Mixed logit analyses of DCE choice data identified distance to testing as the most important attribute to participants, followed by confidentiality and the method for obtaining the sample for the HIV test. In "Heterogeneous HIV testing preferences in an urban setting in Tanzania: Results from a Discrete Choice Experiment", published in PLoS ONE, we highlighted significant variation in preferences among participants, and the potential benefits of tailoring HIV testing interventions to match the preferences of specific sub-populations.

We subsequently used respondent-driven sampling methods to recruit 162 female barworkers and 194 male mountain porters and administered the same DCE survey. Seed participants were recruited from barworkers presenting for a health check-up at a municipal health center and from climbing companies and a porters union. In "One size does not fit all: HIV testing preferences differ among high-risk groups in Northern Tanzania," published in AIDS Care, we compare HIV risk characteristics and preferences of these two high risk groups to those of the randomly selected community sample.

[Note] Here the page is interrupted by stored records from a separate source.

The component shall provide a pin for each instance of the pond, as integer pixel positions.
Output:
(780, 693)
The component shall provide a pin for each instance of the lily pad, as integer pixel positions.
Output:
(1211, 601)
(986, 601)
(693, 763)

Barworkers and porters exhibited significantly elevated risk profiles, and bivariate analyses of survey responses and mixed logit analyses of DCE choice data demonstrated significant variation in testing preferences between groups. On average, distance was less important to high-risk groups than to randomly selected community members. Barworkers were more reluctant to test at home and had a stronger preference for venipuncture than other female community members. Porters placed more value than other males on the availability of HIV medications at the testing site. Important

Our study demonstrated that rigorously designed and implemented DCEs can identify distinctly different sets of HIV testing preferences across and within diverse HIV risk groups in a resource-poor setting. Our R01 application seeks to help to address persistent low testing rates by identifying the stated HIV testing preferences of FBW and KMP (Aim 1), by identifying HIV testing options that are expected to better match the preferences of these populations than existing options (Aim 2), and by linking a preference-informed HIV testing intervention to actual rates of testing in the context of a pragmatic RCT (Aim 3).